Nvidia CEO Jensen Huang at the GTC made a wide-ranging keynote address, positioning the company at the centre of a new wave of AI investment. The chip maker unveiled system and software blueprints for gigascale AI factories, a quantum-GPU interconnect, major telecom partnerships and plans to help build US government AI supercomputers.

Nvidia emphasised that its Blackwell architecture and follow-on systems remain the backbone of its strategy, saying strong demand has created a multiyear backlog tied to tens of millions of GPU sales. The company framed the announcements as a push to improve total cost of ownership for AI workloads by delivering tighter hardware-software co-design across racks and data-centre systems.

Nokia Stake Buy

Nvidia announced a strategic investment and collaboration with Nokia focused on next-generation cellular infrastructure. Nvidia is taking a $1 billion stake in the networking company, the latest partnership for the artificial intelligence chipmaker.

The collaboration aims to focus on AI-native 6G research and telecom software optimised to run on Nvidia silicon. It is part of a broader effort to extend its architecture beyond traditional data centres into telecom and edge networks.

The company said it will work with the US Department of Energy and other partners on a series of national AI supercomputers, underscoring Nvidia’s bid to anchor America’s scientific computing roadmap while expanding its addressable market in government and research.

Blueprint for AI Factories

Nvidia also introduced the Omniverse DSX Blueprint, a packaged set of tools and practices for designing. The company simulates and operates large AI facilities, which the company calls gigawatt-scale “AI factories.”

The blueprint aims to help customers maximise throughput across chips, networking, cooling and software stacks.

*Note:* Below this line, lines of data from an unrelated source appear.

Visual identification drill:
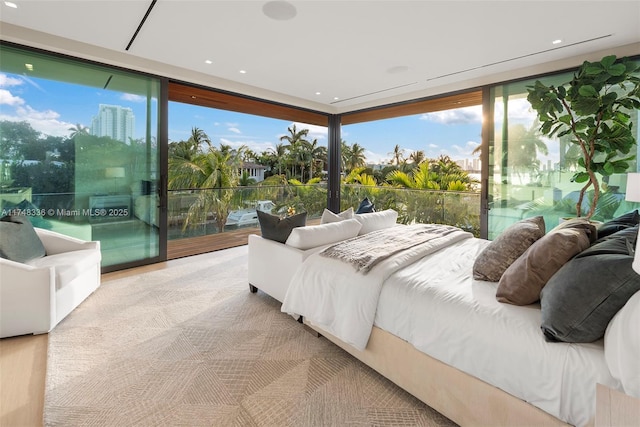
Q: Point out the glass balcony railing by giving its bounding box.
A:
[167,184,480,240]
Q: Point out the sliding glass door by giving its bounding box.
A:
[488,68,640,239]
[0,44,161,271]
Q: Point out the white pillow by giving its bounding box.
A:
[355,209,398,235]
[320,208,353,224]
[285,219,362,250]
[604,291,640,398]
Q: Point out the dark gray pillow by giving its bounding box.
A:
[598,209,640,239]
[540,237,640,342]
[473,216,545,282]
[356,197,376,213]
[257,211,307,243]
[0,216,46,262]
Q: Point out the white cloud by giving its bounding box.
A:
[120,93,147,102]
[364,150,389,165]
[287,122,329,143]
[7,106,74,136]
[494,98,536,123]
[0,89,24,106]
[420,105,482,125]
[218,137,274,154]
[0,74,24,87]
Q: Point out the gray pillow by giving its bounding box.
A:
[257,211,307,243]
[473,216,545,282]
[0,216,46,262]
[496,227,590,305]
[540,237,640,342]
[356,197,376,213]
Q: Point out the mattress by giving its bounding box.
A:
[374,238,619,426]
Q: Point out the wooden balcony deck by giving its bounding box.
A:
[167,218,320,260]
[167,227,260,259]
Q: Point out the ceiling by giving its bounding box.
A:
[0,0,640,113]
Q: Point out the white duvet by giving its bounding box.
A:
[281,229,472,350]
[282,234,619,426]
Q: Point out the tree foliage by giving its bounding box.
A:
[527,55,640,218]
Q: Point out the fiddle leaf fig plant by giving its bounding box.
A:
[527,55,640,218]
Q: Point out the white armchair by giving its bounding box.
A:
[0,228,101,338]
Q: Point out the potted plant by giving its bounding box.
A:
[527,55,640,219]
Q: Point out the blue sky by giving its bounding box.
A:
[0,70,512,163]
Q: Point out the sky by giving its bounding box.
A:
[0,73,544,164]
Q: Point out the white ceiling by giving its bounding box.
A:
[0,0,640,113]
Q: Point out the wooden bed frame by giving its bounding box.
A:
[304,319,572,427]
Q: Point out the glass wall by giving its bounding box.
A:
[0,44,160,270]
[341,105,482,236]
[488,67,640,239]
[167,102,327,240]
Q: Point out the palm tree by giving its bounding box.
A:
[386,162,440,190]
[347,142,366,171]
[311,145,329,180]
[509,125,549,183]
[409,150,427,166]
[168,133,242,232]
[189,127,211,150]
[429,154,472,190]
[267,144,287,175]
[280,123,309,176]
[387,144,404,166]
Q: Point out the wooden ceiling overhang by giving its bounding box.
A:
[169,82,482,126]
[169,82,329,126]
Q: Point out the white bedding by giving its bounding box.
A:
[281,224,472,350]
[283,232,619,426]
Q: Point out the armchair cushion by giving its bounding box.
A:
[286,218,362,250]
[0,215,46,263]
[257,210,307,243]
[26,249,100,289]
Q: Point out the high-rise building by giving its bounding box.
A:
[91,104,136,144]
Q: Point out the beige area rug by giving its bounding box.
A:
[44,246,455,426]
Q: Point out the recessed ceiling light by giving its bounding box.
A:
[262,1,298,21]
[387,65,409,74]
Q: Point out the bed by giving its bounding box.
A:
[281,214,640,426]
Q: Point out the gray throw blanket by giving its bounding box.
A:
[320,224,462,274]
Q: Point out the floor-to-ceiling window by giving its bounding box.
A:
[167,82,328,258]
[167,102,327,240]
[0,44,160,271]
[488,65,640,239]
[340,92,482,236]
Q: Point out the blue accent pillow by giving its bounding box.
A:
[597,209,640,239]
[256,211,307,243]
[0,215,47,263]
[356,197,376,214]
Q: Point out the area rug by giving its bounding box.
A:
[44,246,455,426]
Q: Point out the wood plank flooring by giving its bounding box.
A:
[167,227,260,259]
[0,222,320,427]
[0,334,49,427]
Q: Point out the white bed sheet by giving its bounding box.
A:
[374,238,619,426]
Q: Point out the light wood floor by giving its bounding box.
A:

A headline technical reveal was NVQLink, an interconnect designed to join quantum processors with Nvidia GPUs for hybrid quantum-GPU workflows and error-correction tasks. Nvidia said dozens of quantum builders and national labs are already on board to test the new interconnect, signalling a push to fold quantum into large-scale scientific computing.

Market Reaction

Investors reacted positively to the product slate and infrastructure narrative. Nvidia shares jumped on the news as markets digested the implications for future GPU demand and new end markets such as telecom, robotics and government-scale deployments.

The company is reportedly attempting to broaden its TAM (total addressable market) by selling not just chips but the designs, software and services for massive AI deployments.

Taken together, the announcements underline Nvidia’s bet that AI will move from isolated models to industrialised, continuously running systems, a shift that favours vendors able to supply integrated hardware, software and operational blueprints.

That positioning raises strategic and regulatory questions about geopolitical supply, US-China access, and how quickly other chipmakers and cloud providers can replicate the integrated stack.